CONF_modules_load_file是去加载配置并使能配置的接口,这里我们主要关心如何去根据配置文件去加载动态库,具体怎么完成配置文件解析的流程这里不讨论。
int CONF_modules_load_file(const char *filename,
const char *appname, unsigned long flags)
{
return CONF_modules_load_file_with_libctx(NULL, filename, appname, flags);
}
int CONF_modules_load_file_with_libctx(OPENSSL_CTX *libctx,
const char *filename,
const char *appname, unsigned long flags)
{
char *file = NULL;
CONF *conf = NULL;
int ret = 0;
conf = NCONF_new_with_libctx(libctx, NULL);
if (conf == NULL)
goto err;
if (filename == NULL) {
file = CONF_get1_default_config_file();
if (file == NULL)
goto err;
} else {
file = (char *)filename;
}
if (NCONF_load(conf, file, NULL) <= 0) {
if ((flags & CONF_MFLAGS_IGNORE_MISSING_FILE) &&
(ERR_GET_REASON(ERR_peek_last_error()) == CONF_R_NO_SUCH_FILE)) {
ERR_clear_error();
ret = 1;
}
goto err;
}
ret = CONF_modules_load(conf, appname, flags);
err:
if (filename == NULL)
OPENSSL_free(file);
NCONF_free(conf);
if (flags & CONF_MFLAGS_IGNORE_RETURN_CODES)
return 1;
return ret;
}
可以看到这里主要有三步操作NCONF_new_with_libctx、NCONF_load、CONF_modules_load,我们一个一个分析。
NCONF_new_with_libctx
这个函数主要是初始化上了一个CONF结构体,同时将这个结构体的METHOD定义成了默认方法。
/* 配置文件的method模板 */
struct conf_method_st {
const char *name;
CONF *(*create) (CONF_METHOD *meth);
int (*init) (CONF *conf);
int (*destroy) (CONF *conf);
int (*destroy_data) (CONF *conf);
int (*load_bio) (CONF *conf, BIO *bp, long *eline);
int (*dump) (const CONF *conf, BIO *bp);
int (*is_number) (const CONF *conf, char c);
int (*to_int) (const CONF *conf, char c);
int (*load) (CONF *conf, const char *name, long *eline);
};
/*
* 所有的 AA = BB 都会按照这个格式保存
* 如[openssl_def] engines = engine_section
* 此时这个底下conf_st的哈希表中将保存上一份
* {.section = "openssl_def", .name = "engines", value = "engine_section"}
*/
typedef struct {
char *section;
char *name;
char *value;
} CONF_VALUE;
struct conf_st {
CONF_METHOD *meth; /* 动态配置的方法,这里使用default */
void *meth_data;
LHASH_OF(CONF_VALUE) *data; /* 上文有提到的哈希表 */
unsigned int flag_dollarid:1;
OPENSSL_CTX *libctx;
};
/*
* The following section contains the "New CONF" functions.

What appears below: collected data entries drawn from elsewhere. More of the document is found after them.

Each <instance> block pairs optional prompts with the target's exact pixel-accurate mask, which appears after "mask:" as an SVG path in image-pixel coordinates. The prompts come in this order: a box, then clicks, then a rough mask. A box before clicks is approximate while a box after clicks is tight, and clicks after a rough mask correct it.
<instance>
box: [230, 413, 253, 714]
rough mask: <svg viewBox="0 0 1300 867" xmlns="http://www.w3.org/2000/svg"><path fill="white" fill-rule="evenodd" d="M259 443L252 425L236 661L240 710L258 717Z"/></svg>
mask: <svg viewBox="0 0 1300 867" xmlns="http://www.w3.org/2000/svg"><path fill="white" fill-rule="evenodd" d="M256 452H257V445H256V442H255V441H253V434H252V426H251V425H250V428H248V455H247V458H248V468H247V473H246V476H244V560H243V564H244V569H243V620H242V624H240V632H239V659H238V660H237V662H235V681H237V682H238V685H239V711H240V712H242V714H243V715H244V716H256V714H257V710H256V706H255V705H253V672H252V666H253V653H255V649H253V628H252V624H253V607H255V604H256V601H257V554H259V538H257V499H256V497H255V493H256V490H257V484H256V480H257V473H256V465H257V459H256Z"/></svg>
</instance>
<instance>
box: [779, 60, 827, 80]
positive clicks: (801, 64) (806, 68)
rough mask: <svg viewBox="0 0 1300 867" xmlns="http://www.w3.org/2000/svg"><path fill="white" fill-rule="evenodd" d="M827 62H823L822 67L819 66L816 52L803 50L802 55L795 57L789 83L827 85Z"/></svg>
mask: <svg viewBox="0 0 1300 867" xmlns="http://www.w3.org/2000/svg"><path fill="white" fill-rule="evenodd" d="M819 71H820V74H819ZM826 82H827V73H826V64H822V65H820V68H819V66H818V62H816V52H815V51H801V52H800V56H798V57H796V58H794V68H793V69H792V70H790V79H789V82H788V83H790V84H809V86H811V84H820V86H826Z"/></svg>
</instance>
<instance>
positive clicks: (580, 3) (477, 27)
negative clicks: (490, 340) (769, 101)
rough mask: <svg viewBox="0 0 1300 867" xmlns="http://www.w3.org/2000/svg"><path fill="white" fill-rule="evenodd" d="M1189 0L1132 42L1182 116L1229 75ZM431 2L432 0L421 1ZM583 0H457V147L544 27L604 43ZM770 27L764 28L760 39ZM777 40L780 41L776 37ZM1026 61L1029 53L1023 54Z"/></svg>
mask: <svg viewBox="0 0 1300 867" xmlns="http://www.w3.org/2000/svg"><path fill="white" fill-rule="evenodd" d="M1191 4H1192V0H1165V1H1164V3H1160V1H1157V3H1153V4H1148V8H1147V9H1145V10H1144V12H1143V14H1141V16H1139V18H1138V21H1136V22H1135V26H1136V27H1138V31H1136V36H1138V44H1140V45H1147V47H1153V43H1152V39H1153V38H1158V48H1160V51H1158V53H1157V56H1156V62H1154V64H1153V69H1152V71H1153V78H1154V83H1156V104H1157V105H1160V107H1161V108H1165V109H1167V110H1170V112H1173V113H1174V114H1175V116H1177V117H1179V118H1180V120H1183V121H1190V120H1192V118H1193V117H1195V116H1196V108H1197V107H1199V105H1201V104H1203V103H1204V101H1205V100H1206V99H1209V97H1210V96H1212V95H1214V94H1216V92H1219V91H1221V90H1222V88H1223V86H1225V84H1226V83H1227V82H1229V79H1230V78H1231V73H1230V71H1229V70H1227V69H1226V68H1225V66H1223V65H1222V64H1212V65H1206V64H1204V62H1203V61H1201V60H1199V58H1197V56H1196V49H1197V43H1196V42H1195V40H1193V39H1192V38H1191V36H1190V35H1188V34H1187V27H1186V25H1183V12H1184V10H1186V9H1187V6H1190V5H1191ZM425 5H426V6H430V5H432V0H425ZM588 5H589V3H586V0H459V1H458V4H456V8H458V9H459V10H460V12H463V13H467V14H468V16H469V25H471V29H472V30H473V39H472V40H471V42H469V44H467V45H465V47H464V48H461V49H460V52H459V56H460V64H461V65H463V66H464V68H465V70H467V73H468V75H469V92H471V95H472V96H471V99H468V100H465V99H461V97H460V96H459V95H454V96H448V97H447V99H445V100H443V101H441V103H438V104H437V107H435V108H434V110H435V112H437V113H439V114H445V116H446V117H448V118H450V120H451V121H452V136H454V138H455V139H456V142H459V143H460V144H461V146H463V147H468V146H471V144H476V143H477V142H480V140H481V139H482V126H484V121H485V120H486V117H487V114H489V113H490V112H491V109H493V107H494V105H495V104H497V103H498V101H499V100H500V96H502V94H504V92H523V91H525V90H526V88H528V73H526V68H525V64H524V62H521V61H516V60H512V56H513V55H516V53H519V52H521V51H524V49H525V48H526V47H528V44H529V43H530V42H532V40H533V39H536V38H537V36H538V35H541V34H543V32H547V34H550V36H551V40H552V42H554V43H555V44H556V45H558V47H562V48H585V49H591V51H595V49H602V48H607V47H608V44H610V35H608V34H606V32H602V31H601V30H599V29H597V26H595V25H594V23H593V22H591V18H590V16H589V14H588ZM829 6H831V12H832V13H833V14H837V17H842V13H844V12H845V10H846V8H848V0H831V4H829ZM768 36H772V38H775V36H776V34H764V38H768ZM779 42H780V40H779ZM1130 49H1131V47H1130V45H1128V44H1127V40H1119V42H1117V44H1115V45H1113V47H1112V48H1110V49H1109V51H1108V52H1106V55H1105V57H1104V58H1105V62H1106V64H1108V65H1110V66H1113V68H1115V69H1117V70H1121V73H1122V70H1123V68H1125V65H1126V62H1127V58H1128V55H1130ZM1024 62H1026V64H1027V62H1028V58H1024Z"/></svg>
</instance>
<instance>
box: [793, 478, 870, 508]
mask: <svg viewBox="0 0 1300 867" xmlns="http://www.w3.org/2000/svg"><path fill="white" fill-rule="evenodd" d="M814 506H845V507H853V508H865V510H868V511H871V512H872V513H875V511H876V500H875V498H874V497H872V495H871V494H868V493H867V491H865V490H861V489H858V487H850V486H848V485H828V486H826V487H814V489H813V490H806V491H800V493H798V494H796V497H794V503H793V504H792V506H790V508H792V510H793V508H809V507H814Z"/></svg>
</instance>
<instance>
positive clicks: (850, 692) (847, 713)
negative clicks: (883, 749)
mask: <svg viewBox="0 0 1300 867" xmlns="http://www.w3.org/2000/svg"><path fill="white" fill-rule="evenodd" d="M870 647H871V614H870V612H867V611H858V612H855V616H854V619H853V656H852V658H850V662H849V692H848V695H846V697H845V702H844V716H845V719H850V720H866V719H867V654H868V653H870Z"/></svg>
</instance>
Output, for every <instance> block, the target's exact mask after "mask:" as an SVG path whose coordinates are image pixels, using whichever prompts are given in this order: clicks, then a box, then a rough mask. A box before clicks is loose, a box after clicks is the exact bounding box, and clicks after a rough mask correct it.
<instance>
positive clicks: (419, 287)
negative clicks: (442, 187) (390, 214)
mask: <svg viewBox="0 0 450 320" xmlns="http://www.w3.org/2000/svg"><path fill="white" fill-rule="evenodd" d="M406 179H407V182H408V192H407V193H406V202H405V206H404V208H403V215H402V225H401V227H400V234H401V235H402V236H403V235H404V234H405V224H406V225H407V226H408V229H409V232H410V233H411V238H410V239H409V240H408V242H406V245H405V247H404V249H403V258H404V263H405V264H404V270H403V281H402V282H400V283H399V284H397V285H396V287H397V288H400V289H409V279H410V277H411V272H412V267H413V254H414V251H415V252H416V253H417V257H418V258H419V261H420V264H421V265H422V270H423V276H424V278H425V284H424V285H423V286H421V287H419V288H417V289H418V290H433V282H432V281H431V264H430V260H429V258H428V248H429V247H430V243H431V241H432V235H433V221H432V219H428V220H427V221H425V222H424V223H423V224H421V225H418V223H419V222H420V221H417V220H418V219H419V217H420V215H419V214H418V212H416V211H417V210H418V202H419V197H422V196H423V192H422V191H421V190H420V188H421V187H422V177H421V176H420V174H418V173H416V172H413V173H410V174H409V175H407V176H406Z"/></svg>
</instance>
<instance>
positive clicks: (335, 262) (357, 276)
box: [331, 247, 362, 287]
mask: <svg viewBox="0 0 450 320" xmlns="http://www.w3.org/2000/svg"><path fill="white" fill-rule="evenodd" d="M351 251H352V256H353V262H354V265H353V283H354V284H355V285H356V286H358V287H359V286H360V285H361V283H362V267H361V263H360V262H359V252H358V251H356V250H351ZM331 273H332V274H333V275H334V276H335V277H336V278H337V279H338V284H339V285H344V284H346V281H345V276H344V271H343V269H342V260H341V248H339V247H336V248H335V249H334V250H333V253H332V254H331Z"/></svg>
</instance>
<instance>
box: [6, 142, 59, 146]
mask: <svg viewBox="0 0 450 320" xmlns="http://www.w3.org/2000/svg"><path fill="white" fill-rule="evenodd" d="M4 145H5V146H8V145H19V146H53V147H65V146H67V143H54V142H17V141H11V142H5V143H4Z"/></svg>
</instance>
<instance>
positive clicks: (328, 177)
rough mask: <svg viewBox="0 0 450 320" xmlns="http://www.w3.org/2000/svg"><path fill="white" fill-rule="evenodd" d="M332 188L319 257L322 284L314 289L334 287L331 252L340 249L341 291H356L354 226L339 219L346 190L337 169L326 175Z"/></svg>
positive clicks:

They are
* completely centralised around a new CONF structure that may contain
* basically anything, but at least a method pointer and a table of data.
* These functions are also written in terms of the bridge functions used by
* the "CONF classic" functions, for consistency.
*/
CONF *NCONF_new_with_libctx(OPENSSL_CTX *libctx, CONF_METHOD *meth)
{
CONF *ret;
if (meth == NULL)
meth = NCONF_default();
ret = meth->create(meth);
if (ret == NULL) {
CONFerr(0, ERR_R_MALLOC_FAILURE);
return NULL;
}
/* 这个流程中是NULL,不需要分析 */
ret->libctx = libctx;
return ret;
}
我们先看NCONF_default:
/* 标记上这些方法,相关定义后续会给出,且将会使用 */
static CONF_METHOD default_method = {
"OpenSSL default",
def_create,
def_init_default,
def_destroy,
def_destroy_data,
def_load_bio,
def_dump,
def_is_number,
def_to_int,
def_load
};
CONF_METHOD *NCONF_default(void)
{
return &default_method;
}
第一个在default_method被使用的方法就是def_create, 很明显是去申请一块CONF结构体内存,之后调用def_init_default去初始化结构体 :
static CONF *def_create(CONF_METHOD *meth)
{
CONF *ret;
ret = OPENSSL_malloc(sizeof(*ret));
if (ret != NULL)
/* 这里调用`def_init_default` */
if (meth->init(ret) == 0) {
OPENSSL_free(ret);
ret = NULL;
}
return ret;
}
static int def_init_default(CONF *conf)
{
if (conf == NULL)
return 0;
memset(conf, 0, sizeof(*conf));
/* 将新申请的CONF结构体的method字段设置为默认method */
conf->meth = &default_method;
/* meth_data的设置,这个是.conf文件字符解析时候使用的,我们这里不讲 */
conf->meth_data = (void *)CONF_type_default;
return 1;
}
NCONF_load
初始化好CONF结构体,确定好对应配置文件名,开始对配置文件进行解析,NCONF_load (OpenSSL连配置文件格式都自己定义自己解析,硬核硬核)将调用到默认方法之 def_load
int NCONF_load(CONF *conf, const char *file, long *eline)
{
if (conf == NULL) {
CONFerr(CONF_F_NCONF_LOAD, CONF_R_NO_CONF);
return 0;
}
return conf->meth->load(conf, file, eline);
}
static int def_load(CONF *conf, const char *name, long *line)
{
int ret;
BIO *in = NULL;
/* 这里通过BIO读入文件(Binary IO, openssl自己定义的io,简单理解就是一块内存Orz) */
#ifdef OPENSSL_SYS_VMS
in = BIO_new_file(name, "r");
#else
in = BIO_new_file(name, "rb");
#endif
...
/* 正式解析,按段解析;
* 这里不分析咋解析的,很复杂很长,甚至能处理一些环境变量$(xxx)... 服
* 最后结果都存在哈希表data中
*/
ret = def_load_bio(conf, in, line);
BIO_free(in);
return ret;
}
CONF_modules_load
核心过程,从CONF去加载第一部分提到的'engines'这个module:
int CONF_modules_load(const CONF *cnf, const char *appname,
unsigned long flags)
{
STACK_OF(CONF_VALUE) *values;
CONF_VALUE *vl;
char *vsection = NULL;
int ret, i;
if (!cnf)
return 1;
/* 先获取到对应的section名,这里就是"openssl_conf" */
if (appname)
vsection = NCONF_get_string(cnf, NULL, appname);
if (!appname || (!vsection && (flags & CONF_MFLAGS_DEFAULT_SECTION)))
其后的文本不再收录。